Saturday, March 18, 2006

Good night, and good luck: Grade B

B

Good night and good luck

David Strathairn, Patricia Clarkson, George Clooney, Jeff Daniels, Robert Downey Jr., Frank Langella. Directed by Clooney.

Edward R. Murrow, broadcasting on CBS News in the 1950’s challenges the constitutionality of Senator Joseph McCarthy’s communist witch hunt that destroyed the lives of many. Actual footage of the McCarthy hearings gives a good sense of historical realism. The acting is good, especially RDJ, though not superb. Straithairn does the one stern Murrow look and that’s it. There is no range. He is just a speechifying two-dimensional cutout. We don’t know anything about him, or any of the characters, so the movie overall is emotionally and dramatically flat.

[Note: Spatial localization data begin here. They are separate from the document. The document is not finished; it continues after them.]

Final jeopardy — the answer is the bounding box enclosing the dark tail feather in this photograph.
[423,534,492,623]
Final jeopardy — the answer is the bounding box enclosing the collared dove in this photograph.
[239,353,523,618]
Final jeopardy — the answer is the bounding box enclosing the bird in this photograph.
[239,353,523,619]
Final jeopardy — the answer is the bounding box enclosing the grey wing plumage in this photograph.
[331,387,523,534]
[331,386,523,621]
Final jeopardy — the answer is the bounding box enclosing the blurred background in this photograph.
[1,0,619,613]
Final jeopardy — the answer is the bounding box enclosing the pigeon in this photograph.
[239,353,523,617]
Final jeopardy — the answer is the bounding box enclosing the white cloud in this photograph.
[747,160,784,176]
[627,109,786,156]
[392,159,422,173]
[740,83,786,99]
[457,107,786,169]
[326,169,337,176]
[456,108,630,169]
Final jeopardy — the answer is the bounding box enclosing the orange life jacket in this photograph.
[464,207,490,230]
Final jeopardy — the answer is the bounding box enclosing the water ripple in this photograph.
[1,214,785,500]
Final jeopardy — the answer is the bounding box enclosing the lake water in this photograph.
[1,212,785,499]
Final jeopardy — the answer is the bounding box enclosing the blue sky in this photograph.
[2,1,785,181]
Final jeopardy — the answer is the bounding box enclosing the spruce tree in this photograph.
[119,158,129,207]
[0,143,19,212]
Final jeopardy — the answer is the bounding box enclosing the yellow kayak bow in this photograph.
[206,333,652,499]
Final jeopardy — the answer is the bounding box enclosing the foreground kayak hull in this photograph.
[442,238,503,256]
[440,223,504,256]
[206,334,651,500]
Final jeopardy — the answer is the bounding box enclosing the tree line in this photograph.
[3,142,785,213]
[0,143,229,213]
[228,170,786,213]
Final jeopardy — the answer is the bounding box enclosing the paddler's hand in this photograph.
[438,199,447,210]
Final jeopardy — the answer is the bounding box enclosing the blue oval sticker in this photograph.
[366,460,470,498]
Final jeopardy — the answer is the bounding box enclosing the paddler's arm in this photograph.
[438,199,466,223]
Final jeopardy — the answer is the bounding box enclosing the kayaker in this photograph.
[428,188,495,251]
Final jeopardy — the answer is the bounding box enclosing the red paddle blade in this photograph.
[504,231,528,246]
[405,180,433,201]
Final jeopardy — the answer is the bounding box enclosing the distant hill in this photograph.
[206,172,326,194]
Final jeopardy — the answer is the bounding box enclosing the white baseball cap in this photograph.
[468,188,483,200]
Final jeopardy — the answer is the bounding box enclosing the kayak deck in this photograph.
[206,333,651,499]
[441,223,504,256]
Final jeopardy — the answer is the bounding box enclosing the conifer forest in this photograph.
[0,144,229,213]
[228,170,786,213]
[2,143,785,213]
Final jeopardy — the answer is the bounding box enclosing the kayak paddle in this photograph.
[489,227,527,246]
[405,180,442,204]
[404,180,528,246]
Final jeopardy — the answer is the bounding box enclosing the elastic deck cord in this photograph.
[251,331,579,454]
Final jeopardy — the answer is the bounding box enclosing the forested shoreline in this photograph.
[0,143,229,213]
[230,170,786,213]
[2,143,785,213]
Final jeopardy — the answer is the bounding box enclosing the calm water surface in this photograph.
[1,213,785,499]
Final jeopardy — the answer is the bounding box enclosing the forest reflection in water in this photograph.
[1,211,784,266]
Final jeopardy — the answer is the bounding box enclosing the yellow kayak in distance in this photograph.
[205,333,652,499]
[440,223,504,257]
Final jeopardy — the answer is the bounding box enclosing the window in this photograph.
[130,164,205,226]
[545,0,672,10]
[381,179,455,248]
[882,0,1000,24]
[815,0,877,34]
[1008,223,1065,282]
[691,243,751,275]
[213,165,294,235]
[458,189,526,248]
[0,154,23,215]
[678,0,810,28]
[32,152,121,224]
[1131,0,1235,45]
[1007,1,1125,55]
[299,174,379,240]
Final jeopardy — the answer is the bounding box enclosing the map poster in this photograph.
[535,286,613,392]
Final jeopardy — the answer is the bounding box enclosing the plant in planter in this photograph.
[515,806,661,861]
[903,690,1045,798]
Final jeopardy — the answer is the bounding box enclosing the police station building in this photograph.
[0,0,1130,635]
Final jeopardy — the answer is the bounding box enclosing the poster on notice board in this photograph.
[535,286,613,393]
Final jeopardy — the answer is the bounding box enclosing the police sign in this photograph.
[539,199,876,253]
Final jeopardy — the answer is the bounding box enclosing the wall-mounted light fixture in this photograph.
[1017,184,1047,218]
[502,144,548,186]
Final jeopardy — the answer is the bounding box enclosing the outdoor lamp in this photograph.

The parallel between the 1950’s government trampling civil rights in the name of “security” and today’s comparable situation is sharply drawn, and no doubt the major motivation for the film, but the political message got in the way of good story telling. There is no dramatic tension. However, the music, sets and costumes are fantastic. It’s a wonderful period piece, worth seeing for that alone. The movie was probably subsidized by the tobacco industry, because cigarettes star as a major character– it’s just too prominent to seem natural. And interestingly, no ashtray is ever shown. Cig companies would not want us to see the filthy butts and ashes everywhere. One false note is when a wife recommends a tie and says “the blue one.” That was an odd thing for a b&w movie and momentarily broke the magic.